In my case I challenge that the transducer needs to comply with the NEC but the sealing surface which is a mechanical (friction) energy, does not fall under NEC jurisdiction and should be evaluated separatly.
If each electrical component including the wiring method from the power input to the transducer meet the requirements of the NEC, then we should be compliant with the overall installation. Again the heat at the sealing surface should be addressed separately for the rated area, much like a Hot pipe that might run through an area.

I hope this helps. It is a somewhat complex concept to understand and explain.

 

[rbalex]

I don't know what "kst 3" is and a google search didn't help. Perhaps you could post an appropriate MSDS.

Again, assuming the location is properly classified, it would seem your transducer is fine for Class II, Division 2, hermetically sealed, intrinsically safe, nonincendive or not. In fact, if the mechanical sealing surface could ignite the material, see NFPA 499, Section 6.5, particularly 6.5.3.

Electrical area classification is for selecting electrical equipment. See Section 500.1 and NFPA 499, 6.1.1

 

[Bikeguy]

I do apologize. K_ST is one of many factors used to measure the explosibility of a dust. A K_st of 3 is the worst case, and one we have to deal with in our business.

I think your information has been very helpful. I know this is something that people don't want to definitively say one way or the other.

But I think if we can make our own assessment as to where the electric ends and the mechanical begins we can clear out one factor of the argument against using this technology.

I hope others might also weigh in. Especially those directly connected with the NEC interpretations. Or those that may have had some experiences with similar evaluations. How would an inspector interpret this if they came across this installation. If all the components met the area class but the heating surface it self were > T number allowed. Hard to say without seeing it, but this is a discussion.

Thanks

 

[GoldDigger]

In that limited context, I would have to say that the electrical portion of the equipment ends at the transducer, but only in the same way that electrical portion of a tubular element heater ends at the outside of the tubular element.

The outside surface of the transducer does not get hot, so you have a strong argument that the electrical classification ends there too.
In the case if microwave energy rather than acoustic energy, the demarcation would, IMHO, not be as clear cut.

Tapatalk!

 

[rbalex]

I do apologize. K_ST is one of many factors used to measure the explosibility of a dust. A K_st of 3 is the worst case, and one we have to deal with in our business.

I think your information has been very helpful. I know this is something that people don't want to definitively say one way or the other.

But I think if we can make our own assessment as to where the electric ends and the mechanical begins we can clear out one factor of the argument against using this technology.

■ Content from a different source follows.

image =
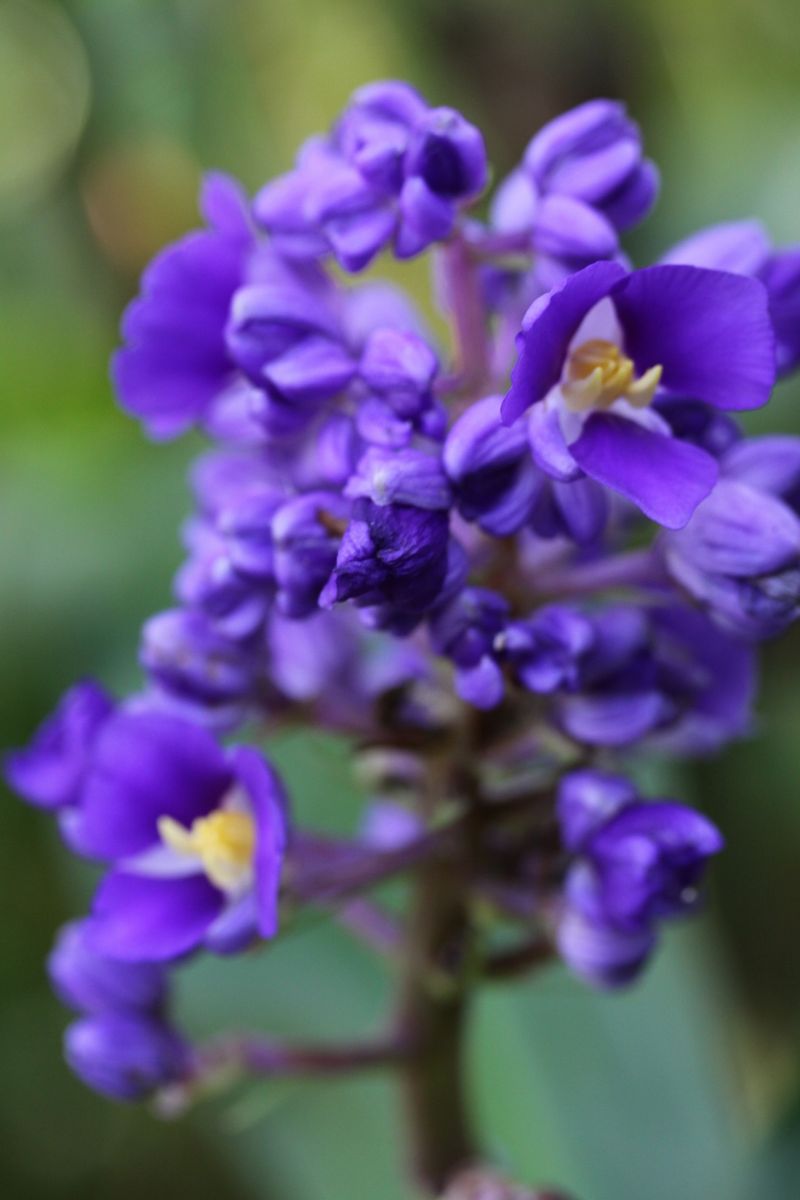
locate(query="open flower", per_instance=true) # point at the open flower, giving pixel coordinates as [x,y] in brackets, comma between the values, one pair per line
[594,354]
[196,837]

I hope others might also weigh in. Especially those directly connected with the NEC interpretations. Or those that may have had some experiences with similar evaluations. How would an inspector interpret this if they came across this installation. If all the components met the area class but the heating surface it self were > T number allowed. Hard to say without seeing it, but this is a discussion.

Thanks

I finally found a reference to K_ST. It appears to be an IEC concept. It isn't relevant to the NEC/NFPA; i.e., the violence of a dust explosion isn't relevant, only that the electrical system isn't the source of ignition. The Group [E, F or G] and Layer or Cloud Ignition Temp are also relevant.

As far as, "... those directly connected with the NEC interpretations", you may want to review my profile.